La avenida de la Bondad se ha confirmado así como un pequeño emblema del día a día cacereño: comercio, servicios públicos y rutina vecinal compartiendo espacio. Junto a esa vitalidad, también han aparecido las sombras habituales de muchas calles de la ciudad: locales cerrados, como la peluquería The Barber Juan Pedro Atienza, cuyo local está en alquiler, y algunos grafitis que han afeado fachadas y que siguen siendo una asignatura pendiente para Cáceres.

La Estrella

El recorrido arranca realmente desde la conexión con Moctezuma, bajando desde la avenida de Cervantes, donde el edificio La Estrella marca el inicio real de esta vía. A partir de ahí, el tránsito es constante. La avenida concentra numerosos aparcamientos, casi siempre ocupados, debido a su ubicación estratégica: paso habitual de quienes se dirigen a los juzgados o al polígono industrial de la carretera de Mérida.

Más adelante está la escuela de baile de María Palacios, donde, como anuncian, el arte se hace realidad. Un poco más abajo, la multitienda Rosa ha ampliado la oferta comercial del entorno con baguettes recién hechas, bebidas frías, congelados, hielo, fruta, verdura, pastelería y hasta carnicería, con los productos expuestos en la puerta, a la vista del peatón.

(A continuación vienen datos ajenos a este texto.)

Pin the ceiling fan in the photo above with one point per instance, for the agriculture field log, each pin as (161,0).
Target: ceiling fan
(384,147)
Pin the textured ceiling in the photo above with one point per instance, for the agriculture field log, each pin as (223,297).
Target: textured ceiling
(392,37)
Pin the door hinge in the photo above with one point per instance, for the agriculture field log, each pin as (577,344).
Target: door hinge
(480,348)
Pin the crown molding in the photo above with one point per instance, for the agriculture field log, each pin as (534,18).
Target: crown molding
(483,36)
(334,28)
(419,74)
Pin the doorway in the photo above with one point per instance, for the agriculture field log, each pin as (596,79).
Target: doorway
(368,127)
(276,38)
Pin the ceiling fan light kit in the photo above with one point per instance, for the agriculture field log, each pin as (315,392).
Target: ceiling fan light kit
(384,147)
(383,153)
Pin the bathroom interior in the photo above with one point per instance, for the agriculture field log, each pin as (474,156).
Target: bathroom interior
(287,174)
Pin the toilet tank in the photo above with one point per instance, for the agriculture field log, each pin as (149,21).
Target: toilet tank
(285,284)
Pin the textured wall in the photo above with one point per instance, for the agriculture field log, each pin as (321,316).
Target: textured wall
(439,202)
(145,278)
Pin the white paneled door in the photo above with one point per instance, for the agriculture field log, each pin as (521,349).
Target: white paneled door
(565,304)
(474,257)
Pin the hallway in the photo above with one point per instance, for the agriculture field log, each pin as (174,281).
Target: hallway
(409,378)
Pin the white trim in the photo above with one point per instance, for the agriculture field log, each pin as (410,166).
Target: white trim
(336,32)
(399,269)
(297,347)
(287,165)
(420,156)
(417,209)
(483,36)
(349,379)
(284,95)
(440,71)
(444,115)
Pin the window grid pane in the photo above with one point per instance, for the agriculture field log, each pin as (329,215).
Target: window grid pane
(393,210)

Uno de los descubrimientos del paseo ha sido Marian Decoración y Moda Flamenca, una tienda tan especializada como desconocida para muchos cacereños. Trajes de flamenca y complementos para ferias, romerías, academias y artistas conviven con estores, paneles, lamas y tejidos técnicos de fácil limpieza. Un comercio singular que lleva tiempo ahí, aunque haya pasado desapercibido para buena parte de la ciudad.

El tramo final ha cruzado la avenida de la Hispanidad hasta llegar al conocido como Edificio Azul, que en 2018 dejó de ser azul para convertirse en blanco, por decisión vecinal, como metáfora perfecta de una avenida que cambia sin perder su esencia. Este bloque de 44 viviendas se construyó hace más de 37 años y es el gran emblema de la avenida de la Bondad: su pequeño rascacielos.

Alrededor del Edificio Azul está el Bar El Patio, tradicional donde los haya, con sus desayunos de 2,50, que se pagan en ventanilla para los que están en la terraza. Justo al lado, el Bar Avenida, 18 y la tienda de reparación de calzados que, precisamente, se llama Edificio Azul (abren de lunes a viernes, de 10.00 a 13.00 horas); en este local tambien realizan mosquiteras. En los bajos del inmueble también está la Peluquería Salva, cerrada temporalmente o la sede la Asociación Motoclub Buitres Leonaos que siguen llenando de vida una de las avenidas más tradicionales de Cáceres.